Dinarasikan oleh anak perempuan paling kecil dari JP Morgan, Anne Morgan, Tesla dimulai sebagai suatu cara unik dalam menceritakan kembali sebuah kisah biografis.
Film ini memadukan ide untuk memasukkan pikiran Tesla yang selalu mengarah ke masa depan ke dalam keadaan saat ini. Seperti sang penemu sendiri, film ini memiliki ambisi dan visi yang luar biasa untuk dicapai pada akhirnya. Akan tetapi, pengisahan yang sepintas lalu dapat membingungkan penonton mengenai intisari dari cerita ini.
Nikola Tesla telah sering kali dibuat menjadi sebuah karakter yang berkompetisi dengan Thomas Edison, keduanya adalah pelopor dalam bidang teknik elektro. Edison tidak percaya bahwa arus bolak balik dapat menjadi lebih disukai dan lebih mempermudah manusia dibanding arus langsung yang ia kembangkan, tetapi Tesla berusaha untuk membuktikannya salah. Tesla pun berhenti bekerja untuk Edison setelah 6 bulan dan mencari jalannya sendiri untuk menemukan seseorang yang rela berinvestasi untuknya. Dalam perjalanannya, Tesla bertemu orang-orang dan perempuan-perempuan baru, serta kehilangan kolega dan kawan lama.
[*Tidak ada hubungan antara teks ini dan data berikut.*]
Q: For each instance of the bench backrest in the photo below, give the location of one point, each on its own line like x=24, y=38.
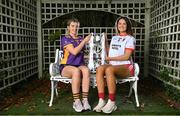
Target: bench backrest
x=59, y=56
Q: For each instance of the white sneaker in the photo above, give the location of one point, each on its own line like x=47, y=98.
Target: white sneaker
x=100, y=105
x=77, y=105
x=86, y=105
x=109, y=107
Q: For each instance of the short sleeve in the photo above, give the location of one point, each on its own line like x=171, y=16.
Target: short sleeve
x=130, y=43
x=65, y=41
Tesla berkisah tentang perjalanan panjang dalam kehidupan dan kesulitan sang penemu yang sering kali hidup di bayang-bayang Edison.
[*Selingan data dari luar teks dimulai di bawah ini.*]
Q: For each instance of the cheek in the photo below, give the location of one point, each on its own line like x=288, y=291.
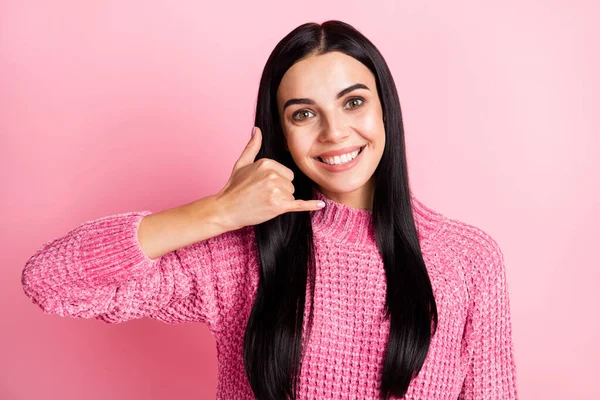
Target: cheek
x=373, y=127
Film ini terlihat menggunakan banyak efek distorsi, membuatnya terlihat seperti sebuah produksi dengan anggaran rendah yang bertumpu pada latar belakang hijau dan gaya sinematografi yang ketinggalan jaman. Acap kali, hal ini dapat terasa membingungkan untuk para penonton, tetapi, dilihat secara keseluruhan, hal ini juga bisa dilihat sebagai sebuah upaya dalam gaya pengarahan surealis. Namun tujuan ini tidak dipenuhi sepenuhnya dan dapat membuat penonton tersesat di tengah-tengah suntingannya yang berantakan.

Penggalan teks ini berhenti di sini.